5. Hindari prasangka, Tuduhan yang tidak berdasar sering menimbulkan perselisihan dalam rumah tangga. Menghindari prasangka buruk terhadap pasangan membuat kita santai dalam menjalani hidup dan fokus untuk menciptakan keluarga yang harmonis.
6. Perbaikan Diri, Kita tidak bisa mengharapkan orang lain berubah tanpa mengubah diri kita sendiri. Karena pasangan kita tidak sempurna, kita sebenarnya tidak jauh dari sempurna. Mungkin sikap dan kebiasaan buruk kita, yang seringkali tidak kita sadari, menjadi alasan yang memicu pertengkaran.

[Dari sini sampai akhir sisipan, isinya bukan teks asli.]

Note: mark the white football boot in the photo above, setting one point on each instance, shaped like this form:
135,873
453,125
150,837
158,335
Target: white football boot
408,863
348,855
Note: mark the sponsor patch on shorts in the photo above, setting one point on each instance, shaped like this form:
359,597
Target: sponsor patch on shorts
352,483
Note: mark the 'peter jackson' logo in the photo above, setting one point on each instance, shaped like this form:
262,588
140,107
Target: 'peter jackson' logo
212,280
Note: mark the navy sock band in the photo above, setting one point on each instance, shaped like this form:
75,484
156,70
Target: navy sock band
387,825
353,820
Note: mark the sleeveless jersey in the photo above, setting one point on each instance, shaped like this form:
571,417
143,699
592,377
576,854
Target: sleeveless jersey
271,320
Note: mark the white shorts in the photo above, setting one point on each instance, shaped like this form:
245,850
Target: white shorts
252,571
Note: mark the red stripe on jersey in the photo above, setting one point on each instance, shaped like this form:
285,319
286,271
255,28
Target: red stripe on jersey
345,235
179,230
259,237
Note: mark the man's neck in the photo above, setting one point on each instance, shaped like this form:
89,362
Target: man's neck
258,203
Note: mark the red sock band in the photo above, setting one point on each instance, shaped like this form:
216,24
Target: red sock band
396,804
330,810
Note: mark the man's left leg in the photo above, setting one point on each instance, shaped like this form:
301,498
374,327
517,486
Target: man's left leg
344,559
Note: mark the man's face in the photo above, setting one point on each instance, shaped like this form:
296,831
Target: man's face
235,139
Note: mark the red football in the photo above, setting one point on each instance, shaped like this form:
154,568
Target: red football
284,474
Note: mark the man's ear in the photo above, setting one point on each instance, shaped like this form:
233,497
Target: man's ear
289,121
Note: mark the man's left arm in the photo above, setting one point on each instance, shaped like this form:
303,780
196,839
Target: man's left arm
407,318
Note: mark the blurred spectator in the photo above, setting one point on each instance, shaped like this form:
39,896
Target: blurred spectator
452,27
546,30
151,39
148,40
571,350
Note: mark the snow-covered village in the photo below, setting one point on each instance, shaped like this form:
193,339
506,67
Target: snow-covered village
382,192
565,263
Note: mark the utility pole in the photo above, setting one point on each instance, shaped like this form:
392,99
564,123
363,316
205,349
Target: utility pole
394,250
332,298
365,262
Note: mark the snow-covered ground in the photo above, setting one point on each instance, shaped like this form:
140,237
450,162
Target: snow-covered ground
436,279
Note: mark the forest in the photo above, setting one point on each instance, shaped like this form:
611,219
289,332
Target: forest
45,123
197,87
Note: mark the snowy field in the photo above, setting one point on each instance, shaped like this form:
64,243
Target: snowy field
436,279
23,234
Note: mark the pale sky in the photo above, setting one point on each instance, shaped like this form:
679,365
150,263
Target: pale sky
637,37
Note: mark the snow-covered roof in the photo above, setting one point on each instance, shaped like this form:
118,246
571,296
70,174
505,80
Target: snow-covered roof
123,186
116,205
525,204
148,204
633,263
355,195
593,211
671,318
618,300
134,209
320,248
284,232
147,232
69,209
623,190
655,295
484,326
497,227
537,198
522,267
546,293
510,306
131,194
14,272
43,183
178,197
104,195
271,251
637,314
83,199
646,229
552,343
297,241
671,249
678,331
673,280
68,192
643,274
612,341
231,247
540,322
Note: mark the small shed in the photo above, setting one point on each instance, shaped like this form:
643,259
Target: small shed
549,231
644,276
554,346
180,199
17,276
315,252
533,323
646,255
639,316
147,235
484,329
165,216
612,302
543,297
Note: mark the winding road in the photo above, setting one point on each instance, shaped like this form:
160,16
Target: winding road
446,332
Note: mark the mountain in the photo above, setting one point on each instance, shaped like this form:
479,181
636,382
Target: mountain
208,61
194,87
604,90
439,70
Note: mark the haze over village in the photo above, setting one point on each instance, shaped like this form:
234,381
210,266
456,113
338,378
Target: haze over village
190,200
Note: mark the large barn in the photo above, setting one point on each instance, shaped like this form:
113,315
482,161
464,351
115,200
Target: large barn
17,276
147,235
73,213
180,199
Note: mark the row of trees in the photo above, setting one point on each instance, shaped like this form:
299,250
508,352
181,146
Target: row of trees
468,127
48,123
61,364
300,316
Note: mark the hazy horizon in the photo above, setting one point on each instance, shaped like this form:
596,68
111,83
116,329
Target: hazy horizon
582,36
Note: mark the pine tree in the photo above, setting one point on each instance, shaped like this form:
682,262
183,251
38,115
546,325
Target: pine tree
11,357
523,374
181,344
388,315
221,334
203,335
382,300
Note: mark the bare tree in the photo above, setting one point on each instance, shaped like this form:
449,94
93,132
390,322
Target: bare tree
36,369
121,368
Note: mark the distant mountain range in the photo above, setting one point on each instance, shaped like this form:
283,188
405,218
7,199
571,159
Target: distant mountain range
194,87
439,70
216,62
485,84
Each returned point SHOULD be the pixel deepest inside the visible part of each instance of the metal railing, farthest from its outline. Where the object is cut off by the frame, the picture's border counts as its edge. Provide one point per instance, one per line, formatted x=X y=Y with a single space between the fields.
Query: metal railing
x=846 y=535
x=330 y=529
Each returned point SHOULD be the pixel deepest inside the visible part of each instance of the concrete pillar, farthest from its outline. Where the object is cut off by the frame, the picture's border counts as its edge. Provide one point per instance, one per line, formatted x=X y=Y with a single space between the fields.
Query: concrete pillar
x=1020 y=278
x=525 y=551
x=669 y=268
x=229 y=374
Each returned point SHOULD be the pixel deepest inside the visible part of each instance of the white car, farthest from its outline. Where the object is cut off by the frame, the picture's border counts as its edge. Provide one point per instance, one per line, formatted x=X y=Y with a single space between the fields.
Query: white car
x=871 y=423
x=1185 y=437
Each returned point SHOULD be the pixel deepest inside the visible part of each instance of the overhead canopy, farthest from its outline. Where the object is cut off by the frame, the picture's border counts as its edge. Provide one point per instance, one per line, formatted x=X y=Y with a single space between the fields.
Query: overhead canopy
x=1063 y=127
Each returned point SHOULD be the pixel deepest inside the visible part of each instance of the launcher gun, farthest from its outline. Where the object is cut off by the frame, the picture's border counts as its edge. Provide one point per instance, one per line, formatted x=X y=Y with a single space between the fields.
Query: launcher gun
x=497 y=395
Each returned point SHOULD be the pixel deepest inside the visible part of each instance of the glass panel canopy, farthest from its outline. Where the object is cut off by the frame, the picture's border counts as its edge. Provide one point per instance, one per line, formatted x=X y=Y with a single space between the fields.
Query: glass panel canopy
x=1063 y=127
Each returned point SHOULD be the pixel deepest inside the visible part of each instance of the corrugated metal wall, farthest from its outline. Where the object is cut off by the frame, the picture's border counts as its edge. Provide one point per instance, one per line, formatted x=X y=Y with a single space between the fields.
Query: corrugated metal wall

7. Jangan menutup diri, Tidak ada pernikahan yang sempurna tanpa pertengkaran. Terkadang pertengkaran berujung pertengkaran hebat yang membuat kita berpikir untuk mengakhiri pernikahan. Jika hal ini terjadi dalam sebuah pernikahan, tidak ada salahnya membicarakan masalah yang kita hadapi dengan pihak ketiga. Bicaralah dengan orang yang menurut kita adil dan bisa memberikan solusi atas situasi yang kita hadapi. Kita bisa memberi tahu teman terdekat atau konselor pernikahan tentang hal itu. Dengan begitu, beban yang kita rasakan terasa lebih ringan.
8. Dahulukan kebahagiaan anak, Anak bisa menjadi sumber kebahagiaan, tapi juga bisa menjadi sumber konflik bagi orang tuanya. Bagaimanapun, adalah tugas dan tanggung jawab orang tua untuk memastikan kehidupan yang damai, tenang dan menyenangkan bagi anak-anak mereka. Saat kata cerai sudah di ujung lidah kita, ada baiknya kita memikirkan kembali masa depan anak-anak kita. Bukankah anak selalu menjadi korban perceraian? Ingat dampak perceraian yang seringkali menimbulkan masalah pada tumbuh kembang anak.